Cena servida. Filete de primera. Cervezas casi congeladas. Todo fue lentamente consumido por médico y paciente. La quinta cerveza, compartida: Mitad para cada uno.
Don Juan Nicanor se fue quedando dormido. “-Doctorcito” - como siempre me decía- “Ha sido la mejor cena de mi vida. Esa carne era filete del país, del bueno”- Me insistió como conocedor y ganadero. “Y esa cerveza estaba divina...” y se fue quedando dormido.
El lunes, lo primero que hice, fue ir a la habitación de don Juan. La enfermera que estaba en la estación de enfermería me dijo lacónicamente: “Le dejaron saludos. La esposa del paciente del 208 le dejó este sobre.” Y me extendió un sobre color manila , estrecho y alargado.
“¿Qué pasó?” Le pregunté intrigado.
“Pasó la noche del viernes como nunca. Amaneció alegre y contento. Su esposa estaba con él cuando se fue quedando dormido. Nunca despertó. A las dos de la tarde estaba muerto.” “Hoy, temprano en la mañana, vino la esposa a entregarle este sobre”.
Abrí el mismo. Dentro, dos entradas para el concierto de marimba, y dos para el de música norteña. Uno sábado y el otro domingo.

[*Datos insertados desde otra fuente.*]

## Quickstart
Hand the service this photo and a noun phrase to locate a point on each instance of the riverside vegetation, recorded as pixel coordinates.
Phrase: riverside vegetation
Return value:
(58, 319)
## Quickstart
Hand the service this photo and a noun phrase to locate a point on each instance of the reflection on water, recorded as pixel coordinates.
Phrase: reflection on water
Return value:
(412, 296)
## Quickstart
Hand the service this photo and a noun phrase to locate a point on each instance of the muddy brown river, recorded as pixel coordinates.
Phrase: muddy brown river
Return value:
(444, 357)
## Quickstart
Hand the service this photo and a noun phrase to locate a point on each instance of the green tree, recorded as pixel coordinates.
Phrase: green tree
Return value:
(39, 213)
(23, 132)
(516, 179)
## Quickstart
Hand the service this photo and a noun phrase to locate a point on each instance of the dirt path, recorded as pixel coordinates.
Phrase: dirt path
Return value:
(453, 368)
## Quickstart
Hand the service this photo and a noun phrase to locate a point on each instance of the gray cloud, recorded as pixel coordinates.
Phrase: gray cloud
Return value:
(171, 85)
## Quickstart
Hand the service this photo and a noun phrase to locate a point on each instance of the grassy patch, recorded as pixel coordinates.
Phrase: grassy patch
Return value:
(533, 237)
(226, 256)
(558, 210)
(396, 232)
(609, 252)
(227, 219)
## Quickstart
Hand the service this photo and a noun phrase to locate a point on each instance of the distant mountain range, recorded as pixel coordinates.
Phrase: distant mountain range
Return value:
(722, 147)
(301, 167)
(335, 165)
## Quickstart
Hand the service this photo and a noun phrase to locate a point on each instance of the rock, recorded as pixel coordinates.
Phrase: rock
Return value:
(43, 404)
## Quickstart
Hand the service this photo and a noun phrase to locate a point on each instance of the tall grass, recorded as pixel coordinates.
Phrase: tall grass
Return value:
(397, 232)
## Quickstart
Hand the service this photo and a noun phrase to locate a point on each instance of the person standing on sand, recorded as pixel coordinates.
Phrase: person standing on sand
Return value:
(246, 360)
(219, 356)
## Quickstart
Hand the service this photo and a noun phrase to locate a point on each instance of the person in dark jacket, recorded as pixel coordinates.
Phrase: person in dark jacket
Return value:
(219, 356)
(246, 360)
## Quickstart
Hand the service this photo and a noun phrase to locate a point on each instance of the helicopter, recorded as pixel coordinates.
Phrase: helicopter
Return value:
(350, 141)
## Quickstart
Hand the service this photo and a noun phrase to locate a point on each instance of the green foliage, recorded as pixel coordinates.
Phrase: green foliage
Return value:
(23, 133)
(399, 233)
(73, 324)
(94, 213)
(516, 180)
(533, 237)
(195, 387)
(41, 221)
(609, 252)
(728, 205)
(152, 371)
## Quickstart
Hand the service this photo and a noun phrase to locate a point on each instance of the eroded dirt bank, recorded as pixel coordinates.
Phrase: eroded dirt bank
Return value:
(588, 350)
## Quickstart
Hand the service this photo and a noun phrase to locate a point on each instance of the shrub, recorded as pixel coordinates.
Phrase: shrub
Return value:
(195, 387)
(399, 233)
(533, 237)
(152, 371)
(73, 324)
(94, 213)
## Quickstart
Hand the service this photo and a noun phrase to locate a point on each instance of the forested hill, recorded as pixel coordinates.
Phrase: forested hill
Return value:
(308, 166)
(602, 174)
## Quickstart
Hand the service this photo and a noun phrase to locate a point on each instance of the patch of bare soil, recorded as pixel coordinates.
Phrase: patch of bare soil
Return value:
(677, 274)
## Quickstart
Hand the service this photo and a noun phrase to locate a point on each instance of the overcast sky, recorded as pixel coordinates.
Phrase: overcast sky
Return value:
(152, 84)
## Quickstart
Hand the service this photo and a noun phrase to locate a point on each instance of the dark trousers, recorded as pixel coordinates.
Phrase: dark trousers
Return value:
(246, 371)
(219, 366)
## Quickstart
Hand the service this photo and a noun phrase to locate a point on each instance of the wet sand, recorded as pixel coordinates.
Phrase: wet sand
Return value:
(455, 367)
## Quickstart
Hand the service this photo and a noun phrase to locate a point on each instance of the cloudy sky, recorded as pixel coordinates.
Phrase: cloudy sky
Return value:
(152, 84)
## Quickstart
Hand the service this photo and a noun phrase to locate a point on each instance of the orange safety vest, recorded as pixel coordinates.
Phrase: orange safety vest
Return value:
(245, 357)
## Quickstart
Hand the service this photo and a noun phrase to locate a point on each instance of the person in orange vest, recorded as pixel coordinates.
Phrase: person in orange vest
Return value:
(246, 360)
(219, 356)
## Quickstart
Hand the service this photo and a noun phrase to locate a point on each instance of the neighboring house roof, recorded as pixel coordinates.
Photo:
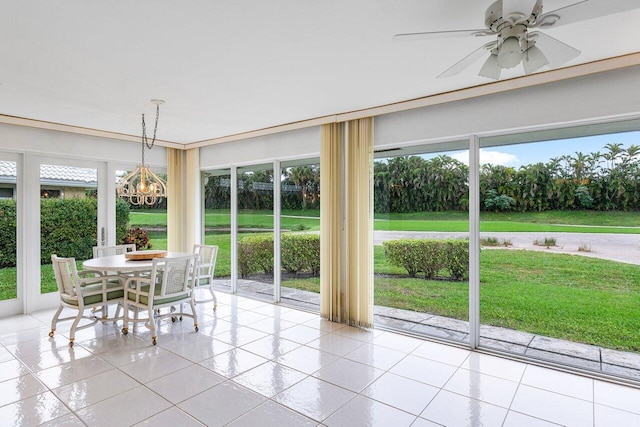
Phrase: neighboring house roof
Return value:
(54, 175)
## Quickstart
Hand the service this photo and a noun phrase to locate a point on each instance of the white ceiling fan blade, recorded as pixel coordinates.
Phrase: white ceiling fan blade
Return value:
(491, 69)
(587, 9)
(556, 52)
(517, 10)
(441, 35)
(465, 62)
(533, 59)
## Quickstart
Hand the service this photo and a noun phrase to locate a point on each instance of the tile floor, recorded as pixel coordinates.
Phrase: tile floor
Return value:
(256, 364)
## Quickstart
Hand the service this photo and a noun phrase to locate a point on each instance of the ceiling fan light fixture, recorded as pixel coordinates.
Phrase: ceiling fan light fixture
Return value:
(509, 54)
(491, 69)
(533, 60)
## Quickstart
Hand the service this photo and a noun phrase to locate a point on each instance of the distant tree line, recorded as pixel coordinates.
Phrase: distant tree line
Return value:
(608, 180)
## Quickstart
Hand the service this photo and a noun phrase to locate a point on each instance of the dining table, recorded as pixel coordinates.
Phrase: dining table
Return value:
(123, 264)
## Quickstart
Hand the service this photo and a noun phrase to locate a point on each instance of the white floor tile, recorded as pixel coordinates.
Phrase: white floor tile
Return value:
(376, 356)
(402, 393)
(367, 412)
(124, 409)
(185, 383)
(94, 389)
(221, 404)
(486, 388)
(239, 336)
(442, 353)
(20, 388)
(314, 398)
(397, 342)
(424, 370)
(450, 409)
(606, 416)
(33, 410)
(335, 344)
(271, 414)
(617, 396)
(348, 374)
(307, 359)
(559, 382)
(359, 333)
(73, 371)
(202, 349)
(233, 362)
(516, 419)
(69, 420)
(553, 407)
(272, 326)
(13, 369)
(171, 417)
(270, 378)
(301, 334)
(495, 366)
(271, 347)
(149, 369)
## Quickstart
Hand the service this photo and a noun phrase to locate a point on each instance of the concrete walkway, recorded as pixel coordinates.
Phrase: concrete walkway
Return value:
(599, 359)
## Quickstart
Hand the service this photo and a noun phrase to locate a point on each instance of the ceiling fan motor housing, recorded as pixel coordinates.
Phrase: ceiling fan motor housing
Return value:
(495, 21)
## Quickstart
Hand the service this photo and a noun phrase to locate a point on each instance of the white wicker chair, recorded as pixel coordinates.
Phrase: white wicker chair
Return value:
(168, 285)
(80, 290)
(100, 251)
(206, 269)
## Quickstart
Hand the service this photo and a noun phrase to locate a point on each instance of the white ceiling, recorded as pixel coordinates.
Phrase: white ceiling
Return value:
(227, 67)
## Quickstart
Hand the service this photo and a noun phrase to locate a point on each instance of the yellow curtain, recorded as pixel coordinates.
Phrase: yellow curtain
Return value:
(346, 222)
(175, 200)
(331, 220)
(359, 216)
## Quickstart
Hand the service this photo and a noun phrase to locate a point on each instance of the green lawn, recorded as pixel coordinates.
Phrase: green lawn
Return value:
(571, 297)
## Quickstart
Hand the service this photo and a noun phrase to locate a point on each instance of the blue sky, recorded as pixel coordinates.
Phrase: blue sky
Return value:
(523, 154)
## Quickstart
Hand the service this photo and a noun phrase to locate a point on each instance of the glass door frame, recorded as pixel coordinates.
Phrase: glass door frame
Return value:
(34, 300)
(17, 305)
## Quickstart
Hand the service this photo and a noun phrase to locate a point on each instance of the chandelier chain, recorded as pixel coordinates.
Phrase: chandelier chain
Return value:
(145, 140)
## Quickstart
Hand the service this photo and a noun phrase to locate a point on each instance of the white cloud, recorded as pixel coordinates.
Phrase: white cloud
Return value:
(488, 156)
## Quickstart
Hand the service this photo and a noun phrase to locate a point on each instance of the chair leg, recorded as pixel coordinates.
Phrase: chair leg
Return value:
(125, 320)
(213, 295)
(54, 321)
(74, 325)
(152, 325)
(195, 313)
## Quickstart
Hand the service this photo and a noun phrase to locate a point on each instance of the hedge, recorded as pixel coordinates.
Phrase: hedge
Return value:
(68, 228)
(430, 256)
(299, 253)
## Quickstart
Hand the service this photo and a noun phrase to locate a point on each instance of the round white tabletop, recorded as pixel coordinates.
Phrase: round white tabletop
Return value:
(120, 263)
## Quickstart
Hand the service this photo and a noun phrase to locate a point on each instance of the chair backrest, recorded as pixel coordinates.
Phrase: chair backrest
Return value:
(66, 274)
(173, 275)
(207, 262)
(100, 251)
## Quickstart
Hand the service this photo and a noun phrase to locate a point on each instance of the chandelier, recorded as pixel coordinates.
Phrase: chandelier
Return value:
(142, 186)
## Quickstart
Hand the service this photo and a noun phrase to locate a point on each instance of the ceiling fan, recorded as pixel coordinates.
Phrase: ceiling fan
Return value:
(511, 21)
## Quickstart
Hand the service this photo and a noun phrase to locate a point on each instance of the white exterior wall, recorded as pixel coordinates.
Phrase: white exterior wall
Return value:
(74, 146)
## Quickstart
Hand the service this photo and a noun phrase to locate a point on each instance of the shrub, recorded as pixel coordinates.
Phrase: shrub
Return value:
(456, 258)
(406, 253)
(497, 202)
(301, 252)
(68, 227)
(138, 236)
(429, 256)
(8, 236)
(255, 254)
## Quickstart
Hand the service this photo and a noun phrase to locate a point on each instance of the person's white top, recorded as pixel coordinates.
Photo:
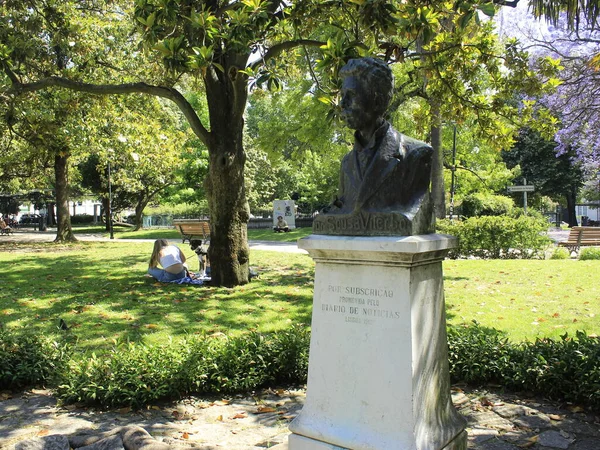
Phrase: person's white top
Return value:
(169, 256)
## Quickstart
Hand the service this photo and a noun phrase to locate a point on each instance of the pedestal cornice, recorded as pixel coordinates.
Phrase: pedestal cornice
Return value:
(407, 251)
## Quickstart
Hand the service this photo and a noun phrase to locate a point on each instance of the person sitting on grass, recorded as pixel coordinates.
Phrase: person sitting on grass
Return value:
(172, 260)
(4, 228)
(281, 225)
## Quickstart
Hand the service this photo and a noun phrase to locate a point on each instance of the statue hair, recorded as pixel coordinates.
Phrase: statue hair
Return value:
(375, 76)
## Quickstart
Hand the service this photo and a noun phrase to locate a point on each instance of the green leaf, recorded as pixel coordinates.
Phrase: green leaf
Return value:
(488, 9)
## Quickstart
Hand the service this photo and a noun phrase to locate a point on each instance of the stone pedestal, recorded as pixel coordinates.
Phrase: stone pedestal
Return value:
(378, 369)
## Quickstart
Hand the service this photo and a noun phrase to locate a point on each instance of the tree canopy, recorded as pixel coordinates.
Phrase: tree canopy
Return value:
(223, 47)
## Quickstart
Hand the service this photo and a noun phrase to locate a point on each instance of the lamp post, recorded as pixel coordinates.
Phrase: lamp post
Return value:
(453, 182)
(110, 227)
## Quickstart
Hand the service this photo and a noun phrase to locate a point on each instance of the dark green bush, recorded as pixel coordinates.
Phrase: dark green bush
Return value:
(477, 354)
(497, 237)
(135, 374)
(566, 370)
(480, 204)
(29, 360)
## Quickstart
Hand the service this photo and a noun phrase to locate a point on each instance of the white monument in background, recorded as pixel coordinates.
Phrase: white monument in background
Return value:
(286, 209)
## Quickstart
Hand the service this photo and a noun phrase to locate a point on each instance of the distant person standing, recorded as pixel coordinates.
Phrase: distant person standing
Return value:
(281, 225)
(4, 228)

Fui a los dos conciertos. Solo. Mejor dicho, a mi lado, el espíritu de don Juan encontraba fascinante la marimba clásica el sábado y yo, el domingo, taconeaba con el pie derecho la pegajosa música del norte. Al salir, repetí la dosis de un buen filete y dos cervezas.
Treinta y cinco años más tarde, hago esta confesión. Pero no me arrepiento.